Schnäppchenjäger hatten schon früh um 6 Uhr auf der Lauer gelegen. Devise: Wer zuerst kommt, hat die besten Stücke für sich. Aber auch alle anderen hatten eine Riesenauswahl, von seltenen Langspielplatten bis zu Urgroßmutters Schlafzimmergemälde mit röhrendem Hirsch auf der Waldlichtung.

Moritz Peters, 23, Grafiker aus Lüneburg, und seine Partnerin, die Studentin Carolin Schulze, 21, waren zusammen mit der Freundin Vanessa Knedel, 20, aus Rosengarten über den Flohmarkt geschlendert - immer auf der Suche nach brauchbaren Gegenständen für die Wohnungseinrichtung. Moritz und Carolin wollen sich nach dem Auszug aus der Wohngemeinschaft nun ihre erste gemeinsame Wohnung möglichst originell ausstatten.

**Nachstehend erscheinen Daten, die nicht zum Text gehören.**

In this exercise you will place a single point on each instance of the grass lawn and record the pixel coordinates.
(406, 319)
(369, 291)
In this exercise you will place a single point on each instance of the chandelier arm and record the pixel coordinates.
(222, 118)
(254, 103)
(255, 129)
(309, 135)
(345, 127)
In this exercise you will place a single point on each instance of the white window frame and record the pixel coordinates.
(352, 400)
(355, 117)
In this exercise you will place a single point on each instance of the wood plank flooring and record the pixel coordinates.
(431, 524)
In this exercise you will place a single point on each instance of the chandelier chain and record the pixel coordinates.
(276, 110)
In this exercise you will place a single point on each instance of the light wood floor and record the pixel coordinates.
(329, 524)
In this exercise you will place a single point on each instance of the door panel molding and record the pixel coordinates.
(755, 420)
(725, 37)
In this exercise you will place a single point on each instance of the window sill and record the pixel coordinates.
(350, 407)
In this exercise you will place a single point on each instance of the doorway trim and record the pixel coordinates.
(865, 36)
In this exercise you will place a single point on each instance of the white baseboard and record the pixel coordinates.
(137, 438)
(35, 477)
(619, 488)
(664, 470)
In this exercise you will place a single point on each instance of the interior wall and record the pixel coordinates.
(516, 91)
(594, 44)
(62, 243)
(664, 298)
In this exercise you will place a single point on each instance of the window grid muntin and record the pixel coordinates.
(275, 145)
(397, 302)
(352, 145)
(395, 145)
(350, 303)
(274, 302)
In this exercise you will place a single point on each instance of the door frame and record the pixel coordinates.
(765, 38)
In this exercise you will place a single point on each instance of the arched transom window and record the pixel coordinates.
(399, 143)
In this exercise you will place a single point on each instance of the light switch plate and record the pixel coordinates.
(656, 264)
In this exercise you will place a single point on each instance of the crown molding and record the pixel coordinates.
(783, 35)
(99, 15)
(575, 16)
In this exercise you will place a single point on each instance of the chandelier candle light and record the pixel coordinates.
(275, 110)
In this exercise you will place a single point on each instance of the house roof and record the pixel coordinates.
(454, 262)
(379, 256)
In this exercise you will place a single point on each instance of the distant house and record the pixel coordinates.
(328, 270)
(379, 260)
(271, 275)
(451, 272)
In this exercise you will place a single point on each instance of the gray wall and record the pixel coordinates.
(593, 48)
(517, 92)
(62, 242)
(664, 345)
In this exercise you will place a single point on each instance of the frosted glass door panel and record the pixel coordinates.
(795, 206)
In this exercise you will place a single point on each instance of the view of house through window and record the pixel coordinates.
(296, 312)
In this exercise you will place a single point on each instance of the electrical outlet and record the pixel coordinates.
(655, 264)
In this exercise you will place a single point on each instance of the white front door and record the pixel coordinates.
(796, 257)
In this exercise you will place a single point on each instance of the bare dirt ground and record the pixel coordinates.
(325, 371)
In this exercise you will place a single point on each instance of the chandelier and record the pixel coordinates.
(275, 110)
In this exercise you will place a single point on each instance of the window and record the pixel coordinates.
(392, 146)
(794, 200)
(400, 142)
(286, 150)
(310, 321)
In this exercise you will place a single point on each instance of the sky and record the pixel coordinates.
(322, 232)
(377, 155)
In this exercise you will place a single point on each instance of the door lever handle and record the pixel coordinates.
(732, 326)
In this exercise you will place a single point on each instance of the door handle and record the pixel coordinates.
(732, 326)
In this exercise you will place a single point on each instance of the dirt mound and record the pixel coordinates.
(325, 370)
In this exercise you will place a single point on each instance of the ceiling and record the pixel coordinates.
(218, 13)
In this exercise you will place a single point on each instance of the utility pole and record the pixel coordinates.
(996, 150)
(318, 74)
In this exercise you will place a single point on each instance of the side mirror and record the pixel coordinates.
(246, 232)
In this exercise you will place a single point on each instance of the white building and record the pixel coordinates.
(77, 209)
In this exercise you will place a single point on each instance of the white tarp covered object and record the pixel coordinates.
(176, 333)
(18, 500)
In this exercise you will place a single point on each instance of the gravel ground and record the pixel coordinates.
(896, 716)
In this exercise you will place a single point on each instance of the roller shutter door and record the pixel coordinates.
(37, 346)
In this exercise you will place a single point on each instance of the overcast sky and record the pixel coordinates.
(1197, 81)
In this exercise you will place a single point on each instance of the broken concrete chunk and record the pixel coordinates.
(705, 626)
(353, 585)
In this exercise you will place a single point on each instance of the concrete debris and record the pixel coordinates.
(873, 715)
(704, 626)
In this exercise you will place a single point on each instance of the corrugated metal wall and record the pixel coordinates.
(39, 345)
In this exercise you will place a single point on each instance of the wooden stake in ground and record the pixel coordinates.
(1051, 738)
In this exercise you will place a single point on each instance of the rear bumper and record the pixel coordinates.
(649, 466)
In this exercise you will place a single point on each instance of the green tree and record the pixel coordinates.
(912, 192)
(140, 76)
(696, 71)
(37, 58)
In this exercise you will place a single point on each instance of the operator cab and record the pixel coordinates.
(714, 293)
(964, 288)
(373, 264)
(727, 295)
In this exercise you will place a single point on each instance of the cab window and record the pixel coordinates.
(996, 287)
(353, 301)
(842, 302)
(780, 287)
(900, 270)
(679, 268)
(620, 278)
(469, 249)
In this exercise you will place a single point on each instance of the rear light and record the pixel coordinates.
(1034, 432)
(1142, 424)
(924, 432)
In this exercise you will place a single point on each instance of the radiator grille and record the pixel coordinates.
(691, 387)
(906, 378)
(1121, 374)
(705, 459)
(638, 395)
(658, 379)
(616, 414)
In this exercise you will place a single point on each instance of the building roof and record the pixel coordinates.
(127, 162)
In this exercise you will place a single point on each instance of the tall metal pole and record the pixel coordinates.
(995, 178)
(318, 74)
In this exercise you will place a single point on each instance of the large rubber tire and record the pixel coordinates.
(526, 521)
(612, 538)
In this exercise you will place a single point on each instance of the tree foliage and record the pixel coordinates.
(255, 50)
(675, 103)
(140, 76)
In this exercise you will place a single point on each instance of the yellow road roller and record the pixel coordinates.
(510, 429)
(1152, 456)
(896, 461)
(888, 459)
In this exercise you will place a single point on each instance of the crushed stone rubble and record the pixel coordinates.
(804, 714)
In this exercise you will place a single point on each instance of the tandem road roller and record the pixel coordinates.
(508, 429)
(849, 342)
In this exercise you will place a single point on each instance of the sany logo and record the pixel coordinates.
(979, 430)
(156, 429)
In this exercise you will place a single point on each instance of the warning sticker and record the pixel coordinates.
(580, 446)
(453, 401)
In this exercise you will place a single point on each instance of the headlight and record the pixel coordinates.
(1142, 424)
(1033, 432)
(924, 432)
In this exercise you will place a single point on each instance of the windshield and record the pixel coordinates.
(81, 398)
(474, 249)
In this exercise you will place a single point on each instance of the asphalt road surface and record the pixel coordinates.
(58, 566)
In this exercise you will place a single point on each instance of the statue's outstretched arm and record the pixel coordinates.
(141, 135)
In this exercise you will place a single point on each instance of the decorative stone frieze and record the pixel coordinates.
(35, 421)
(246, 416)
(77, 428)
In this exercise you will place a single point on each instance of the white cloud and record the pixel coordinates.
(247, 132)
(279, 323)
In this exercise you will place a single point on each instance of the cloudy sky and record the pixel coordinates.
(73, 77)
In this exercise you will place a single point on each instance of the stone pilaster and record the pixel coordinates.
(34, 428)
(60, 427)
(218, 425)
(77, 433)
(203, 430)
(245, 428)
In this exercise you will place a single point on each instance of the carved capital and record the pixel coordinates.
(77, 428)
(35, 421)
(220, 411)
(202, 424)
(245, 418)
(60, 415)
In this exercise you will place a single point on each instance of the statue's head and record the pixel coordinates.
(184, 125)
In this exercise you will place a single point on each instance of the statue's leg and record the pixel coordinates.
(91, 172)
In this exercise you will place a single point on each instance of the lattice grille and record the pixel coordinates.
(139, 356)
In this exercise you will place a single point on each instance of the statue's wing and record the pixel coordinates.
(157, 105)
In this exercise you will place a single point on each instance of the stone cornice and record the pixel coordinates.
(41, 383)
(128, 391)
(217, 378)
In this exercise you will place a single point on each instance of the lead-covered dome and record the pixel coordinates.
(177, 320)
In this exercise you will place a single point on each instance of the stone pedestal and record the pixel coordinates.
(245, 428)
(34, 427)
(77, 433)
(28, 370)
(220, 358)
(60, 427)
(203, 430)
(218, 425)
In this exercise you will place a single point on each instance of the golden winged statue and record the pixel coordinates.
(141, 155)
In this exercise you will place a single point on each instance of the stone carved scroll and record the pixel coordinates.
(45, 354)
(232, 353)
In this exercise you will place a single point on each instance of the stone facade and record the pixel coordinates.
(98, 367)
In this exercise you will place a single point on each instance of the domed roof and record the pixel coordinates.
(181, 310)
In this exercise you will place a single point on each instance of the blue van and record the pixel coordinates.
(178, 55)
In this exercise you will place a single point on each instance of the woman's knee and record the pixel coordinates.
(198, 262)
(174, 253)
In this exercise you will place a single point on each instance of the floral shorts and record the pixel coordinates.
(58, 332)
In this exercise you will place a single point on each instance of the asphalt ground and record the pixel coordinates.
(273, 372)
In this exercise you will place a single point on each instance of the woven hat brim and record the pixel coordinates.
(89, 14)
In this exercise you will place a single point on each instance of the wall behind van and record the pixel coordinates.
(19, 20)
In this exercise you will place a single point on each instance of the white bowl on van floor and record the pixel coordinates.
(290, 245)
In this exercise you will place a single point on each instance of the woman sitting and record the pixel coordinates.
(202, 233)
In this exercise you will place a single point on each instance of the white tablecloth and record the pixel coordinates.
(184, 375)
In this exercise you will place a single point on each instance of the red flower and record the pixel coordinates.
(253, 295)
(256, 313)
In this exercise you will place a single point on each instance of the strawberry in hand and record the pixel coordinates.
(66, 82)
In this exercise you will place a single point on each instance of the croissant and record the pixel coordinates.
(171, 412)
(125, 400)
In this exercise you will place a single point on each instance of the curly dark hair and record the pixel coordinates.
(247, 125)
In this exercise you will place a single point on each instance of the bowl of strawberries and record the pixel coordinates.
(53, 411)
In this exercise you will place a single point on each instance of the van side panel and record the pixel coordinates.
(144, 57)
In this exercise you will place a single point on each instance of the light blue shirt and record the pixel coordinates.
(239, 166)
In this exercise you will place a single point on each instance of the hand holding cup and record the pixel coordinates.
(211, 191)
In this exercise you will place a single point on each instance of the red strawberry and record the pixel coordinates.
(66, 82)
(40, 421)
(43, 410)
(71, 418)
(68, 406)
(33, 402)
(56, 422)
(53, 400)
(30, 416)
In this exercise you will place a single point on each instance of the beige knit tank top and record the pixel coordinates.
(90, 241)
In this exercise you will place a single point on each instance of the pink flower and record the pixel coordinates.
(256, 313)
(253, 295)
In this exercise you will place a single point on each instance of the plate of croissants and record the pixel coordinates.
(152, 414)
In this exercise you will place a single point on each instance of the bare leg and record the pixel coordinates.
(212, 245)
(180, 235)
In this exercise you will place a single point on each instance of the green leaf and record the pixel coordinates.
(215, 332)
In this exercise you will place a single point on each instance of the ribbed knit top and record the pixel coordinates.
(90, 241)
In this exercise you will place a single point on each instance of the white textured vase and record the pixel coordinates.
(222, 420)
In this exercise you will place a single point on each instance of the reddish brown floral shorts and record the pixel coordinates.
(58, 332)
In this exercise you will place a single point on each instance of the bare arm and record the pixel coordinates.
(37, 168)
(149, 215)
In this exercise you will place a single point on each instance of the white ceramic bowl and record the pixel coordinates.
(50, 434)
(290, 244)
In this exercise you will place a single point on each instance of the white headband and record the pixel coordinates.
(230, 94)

"Ich habe ein Schränkchen gefunden und von 60 auf 50 Euro runtergehandelt", freut sich Carolin. Eines ist sicher: Das Schränkchen mit den kleinen Fächern und Schubladen erhält einen neuen Anstrich. Aber wofür Carolin es verwenden will, steht noch nicht fest. "Entweder deponiere ich Schmuck darin, oder der Schrank kommt auf den Flur und wir packen Post und Schlüssel hinein", sagt Carolin.

Vanessa Knedel wohnt mit ihrem Freund ebenfalls in der ersten gemeinsamen Wohnung. "Ich habe eine Lampe für nur zwei Euro gekauft", sagt sie stolz, weil sie sicher ist, ein Schnäppchen gemacht zu haben. Allerdings: Der Lampenschirm ist schon recht schäbig und muss wohl erneuert werden. Für den silberfarbenen Lampenfuß genügt eine gute Politur. Danach wird die Lampe vermutlich auf dem Schreibtisch der Studentin leuchten.

Künstler und Flohmarkthändler Teddy Jan, 45, aus Hamburg ist mit seinem Trödelseit mehr als 20 Jahren auf dem Töster Markt zu finden. Er hat es sich in einem alten Schaukelstuhl gemütlich gemacht und liest Zeitung. Einige Leute bleiben stehen, fragen nach Preisen von Pütt und Pann. Und was soll der Schaukelstuhl kosten? "Dafür möchte ich 150 Euro haben", sagt Jan.

Mal abgesehen davon, dass bereits seit Ende August Weihnachtsgebäck in den Regalen der Supermärkte liegt und zwei Monate vor dem ersten Dezember auch schon wieder Adventskalender gehandelt werden, ist es doch gar nicht so verkehrt, dass auch Gunda Hesse, 50, und ihre Freundin Birgit Klitsch, 51, aus Scheeßel einen Haufen Weihnachtsmänner und bunte Tannenbaumkugeln auf ihrem Verkaufstisch ausgebreitet haben. "Die Leute kaufen das komischerweise", sagt Gunda Hesse, die sommerlich bekleidet, mit kurzärmeligem Shirt hinter dem Tisch sitzt und sich keine Gedanken über Winter und Weihnachten machen möchte.